Sunday, December 23, 2007

 

Father figure




Saturday, December 22, 2007

 

Early that morning


Monday, December 17, 2007

 

Saturday

My grandfather, Hardy Blake Martin, died Saturday afternoon at 3:30. He was one of my favorite people. It is likely, or at the very least possible, that he would have been one of yours, too, if you had met him. He had the best stories. Grandpas always seem to have the best stories. And coffee. Eventhough I'm not much of a coffee drinker, it was always nice to have the option. I am going to miss him terribly.

Tuesday, December 11, 2007

 

Oh well.

Someone (read me) has thought all day long that there were still fifteen days left until Christmas because someone (um, also me) forgot to update our cutesy little Count Down to Santa blocks this morning. Someone (me) should really rely more on a calendar and less on countdown blocks. Someone (me again) figures that fourteen days still provide enough of a buffer between now and Christmas to put off shopping one more evening in favor of reading another chapter or so of Jonathan Strange & Mr Norrell.

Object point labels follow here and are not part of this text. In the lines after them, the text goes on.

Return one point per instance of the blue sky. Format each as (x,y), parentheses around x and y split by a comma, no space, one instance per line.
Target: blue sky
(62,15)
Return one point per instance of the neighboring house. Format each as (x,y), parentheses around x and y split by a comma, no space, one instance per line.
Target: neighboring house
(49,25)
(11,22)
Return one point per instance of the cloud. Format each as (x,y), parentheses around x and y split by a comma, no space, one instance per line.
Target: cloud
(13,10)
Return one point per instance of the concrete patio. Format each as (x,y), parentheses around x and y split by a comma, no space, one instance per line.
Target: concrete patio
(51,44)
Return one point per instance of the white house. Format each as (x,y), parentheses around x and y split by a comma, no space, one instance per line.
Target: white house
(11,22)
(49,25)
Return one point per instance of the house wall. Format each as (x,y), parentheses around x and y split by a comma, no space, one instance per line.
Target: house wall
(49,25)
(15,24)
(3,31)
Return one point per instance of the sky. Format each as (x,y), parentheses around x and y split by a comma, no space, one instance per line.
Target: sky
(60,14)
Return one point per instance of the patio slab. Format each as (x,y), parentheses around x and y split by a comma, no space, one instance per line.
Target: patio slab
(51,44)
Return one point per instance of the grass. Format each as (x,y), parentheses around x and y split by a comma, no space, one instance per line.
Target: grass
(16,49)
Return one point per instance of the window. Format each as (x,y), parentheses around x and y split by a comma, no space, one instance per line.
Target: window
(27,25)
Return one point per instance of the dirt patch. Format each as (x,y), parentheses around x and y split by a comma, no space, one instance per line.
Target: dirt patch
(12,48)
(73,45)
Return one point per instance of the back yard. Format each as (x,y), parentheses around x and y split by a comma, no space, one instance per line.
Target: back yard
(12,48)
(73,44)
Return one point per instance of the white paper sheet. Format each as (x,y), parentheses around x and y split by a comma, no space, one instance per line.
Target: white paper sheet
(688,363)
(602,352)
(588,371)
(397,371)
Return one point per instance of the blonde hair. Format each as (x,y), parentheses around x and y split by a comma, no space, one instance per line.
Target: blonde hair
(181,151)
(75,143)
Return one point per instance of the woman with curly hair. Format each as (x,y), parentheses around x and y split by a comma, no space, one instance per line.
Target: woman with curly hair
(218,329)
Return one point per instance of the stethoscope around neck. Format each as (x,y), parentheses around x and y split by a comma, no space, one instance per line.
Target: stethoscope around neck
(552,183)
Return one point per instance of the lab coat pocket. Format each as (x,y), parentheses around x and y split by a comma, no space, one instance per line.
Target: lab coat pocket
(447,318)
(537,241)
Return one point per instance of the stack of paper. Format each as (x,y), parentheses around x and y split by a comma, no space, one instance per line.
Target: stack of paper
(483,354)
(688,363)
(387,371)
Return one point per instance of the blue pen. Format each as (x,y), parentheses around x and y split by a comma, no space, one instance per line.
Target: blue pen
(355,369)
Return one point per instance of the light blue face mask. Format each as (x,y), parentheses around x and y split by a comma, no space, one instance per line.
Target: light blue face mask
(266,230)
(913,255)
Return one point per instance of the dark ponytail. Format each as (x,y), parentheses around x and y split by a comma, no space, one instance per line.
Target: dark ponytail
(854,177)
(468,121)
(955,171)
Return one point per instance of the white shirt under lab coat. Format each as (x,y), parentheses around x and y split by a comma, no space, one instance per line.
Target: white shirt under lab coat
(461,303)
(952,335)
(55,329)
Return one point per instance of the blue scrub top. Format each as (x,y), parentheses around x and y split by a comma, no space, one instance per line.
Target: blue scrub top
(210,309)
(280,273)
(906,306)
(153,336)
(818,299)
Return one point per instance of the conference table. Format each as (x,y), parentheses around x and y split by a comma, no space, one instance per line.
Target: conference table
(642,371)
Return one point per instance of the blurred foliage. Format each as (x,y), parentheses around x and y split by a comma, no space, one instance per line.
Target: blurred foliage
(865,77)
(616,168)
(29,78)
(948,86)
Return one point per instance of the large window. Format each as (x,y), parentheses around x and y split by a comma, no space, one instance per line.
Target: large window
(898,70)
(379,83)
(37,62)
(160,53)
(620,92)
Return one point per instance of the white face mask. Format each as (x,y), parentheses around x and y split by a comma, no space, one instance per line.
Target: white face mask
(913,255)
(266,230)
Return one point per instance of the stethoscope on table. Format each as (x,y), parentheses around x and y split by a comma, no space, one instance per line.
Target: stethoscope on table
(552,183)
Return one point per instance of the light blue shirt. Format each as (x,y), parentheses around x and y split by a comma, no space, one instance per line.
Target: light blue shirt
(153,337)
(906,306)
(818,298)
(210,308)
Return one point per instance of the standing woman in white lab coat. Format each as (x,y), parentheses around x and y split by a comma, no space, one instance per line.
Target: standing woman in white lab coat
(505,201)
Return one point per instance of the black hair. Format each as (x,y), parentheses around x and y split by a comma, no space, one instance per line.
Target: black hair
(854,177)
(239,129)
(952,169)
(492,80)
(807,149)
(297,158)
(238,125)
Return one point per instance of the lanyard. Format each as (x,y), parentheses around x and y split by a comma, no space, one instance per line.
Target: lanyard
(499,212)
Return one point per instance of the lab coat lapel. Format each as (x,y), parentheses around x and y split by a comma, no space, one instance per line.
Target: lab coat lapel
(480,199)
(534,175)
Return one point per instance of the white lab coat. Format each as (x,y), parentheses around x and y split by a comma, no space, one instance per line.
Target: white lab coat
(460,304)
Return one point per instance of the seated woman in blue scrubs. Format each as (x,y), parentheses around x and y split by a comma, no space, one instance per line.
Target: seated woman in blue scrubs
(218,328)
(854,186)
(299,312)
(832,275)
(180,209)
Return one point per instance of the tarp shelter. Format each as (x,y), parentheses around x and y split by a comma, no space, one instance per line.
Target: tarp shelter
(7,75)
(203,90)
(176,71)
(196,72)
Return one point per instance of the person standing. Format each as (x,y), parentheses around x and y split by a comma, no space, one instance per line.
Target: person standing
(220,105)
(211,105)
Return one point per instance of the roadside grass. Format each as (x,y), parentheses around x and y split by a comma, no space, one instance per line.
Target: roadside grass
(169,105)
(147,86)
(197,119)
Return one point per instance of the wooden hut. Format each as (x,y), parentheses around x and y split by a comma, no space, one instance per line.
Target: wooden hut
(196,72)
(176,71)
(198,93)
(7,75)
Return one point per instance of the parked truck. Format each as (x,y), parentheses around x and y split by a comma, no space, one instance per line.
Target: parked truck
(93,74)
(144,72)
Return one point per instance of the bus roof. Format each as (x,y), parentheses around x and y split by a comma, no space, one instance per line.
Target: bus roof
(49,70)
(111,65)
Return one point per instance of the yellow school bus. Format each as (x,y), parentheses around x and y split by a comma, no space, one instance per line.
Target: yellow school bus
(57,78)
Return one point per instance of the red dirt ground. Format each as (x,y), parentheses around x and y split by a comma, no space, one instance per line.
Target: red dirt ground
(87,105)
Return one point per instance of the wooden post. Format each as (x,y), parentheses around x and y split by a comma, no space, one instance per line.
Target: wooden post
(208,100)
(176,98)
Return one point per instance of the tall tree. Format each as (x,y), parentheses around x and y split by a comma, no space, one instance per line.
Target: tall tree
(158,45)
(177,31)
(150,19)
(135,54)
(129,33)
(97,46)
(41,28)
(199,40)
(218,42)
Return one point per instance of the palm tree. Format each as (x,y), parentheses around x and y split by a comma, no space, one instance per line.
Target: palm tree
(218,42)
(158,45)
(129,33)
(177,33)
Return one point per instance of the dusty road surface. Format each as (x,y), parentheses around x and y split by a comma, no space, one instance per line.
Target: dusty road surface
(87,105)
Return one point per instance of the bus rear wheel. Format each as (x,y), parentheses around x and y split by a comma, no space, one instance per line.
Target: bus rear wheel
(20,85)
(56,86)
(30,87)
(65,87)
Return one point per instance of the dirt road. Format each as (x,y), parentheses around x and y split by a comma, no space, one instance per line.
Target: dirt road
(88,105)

Thursday, December 06, 2007

 

Show her she's second to none

A gift idea for all the fellas out there with ladies to impress this holiday season. Just follow these three easy steps:

1: Cut a hole in a box
2: Put your junk in that box
3: Make her open the box
And that's the way you do it.

Sunday, December 02, 2007

 

No sock zombie for me.

The prizes for NaBloPoMo have been announced! I was not selected at random for one of the sock zombies, and two other lucky bloggers will be welcoming a yeti into their home. $100 gift certificate from Amazon.com? Bzzzt. But that's ooookay. There's always next year my friend. O-ho yes. Or Santa! Very exciting. And now I'm going to finally go collapse on my bed because I've been up way too damn long today and I. am. tired.

 

Whenever you breathe out, I breathe in.

The phone rings. It's 4:30. Who's calling? No one I know would call at this hour. Ah, except my mother. With news. About my grandfather. Shit. I lurch down the hallway and somehow successfully navigate around the love seat toward the phone. 'Hello? Amanda, the hospital called. It doesn't sound good. We're going to the hospital RIGHT. NOW. Do you want to go?' Pause. Thinking. Do I want to go? I need to be there. Do I want to watch someone die? No. I can't. I should go. I'll go. I'll go. 'Amanda?' 'I'll go.' I throw on some clothes, whatever I wore the day before. She arrives ten minutes later. Drive. It's raining a bit. I don't want to hear the conversation in the front seat. I stare out the window. I start to pray in the dark. It takes thirty minutes to get to the hospital. I hate hospitals. I walk in with my family. We talk about nothing. Down the hall. A corner. Through this doorway, that one. The elevator. Sixth floor. Room 680. We're stopped outside the door by a nurse. She tells us that my grandfather's oxygen level has fallen to sixty...something. Sixty-six? Sixty-nine? There are signs of dying. Three days. I hear the hiss of oxygen first. Then his labored breathing. He is not awake. Still, I notice he nods in response to his nurse's question. We find empty chairs around the room and stare and talk about nothing. I watch the sunrise from the sixth floor. I watch my grandfather breathe. The nurse has given him a low dose of morphine so he is less agitated and restless. The morning passes. Breathing treatments. Lasix. Blood gas. Double oxygen. Chest x-ray. At some point, we start to tell my grandfather's stories. By 11:00, his oxygen level has risen to eighty-one. Good news. We leave long enough to grab some lunch and then resume our post. More of the same. An uncle arrives. We talk about nothing. More treatments and hourly morphine and levels and another x-ray now that his breathing is better. His oxygen rises to ninety-five. Better news. Exhausted, four of us decide to leave room 680. Three stay on. I thank God for another day.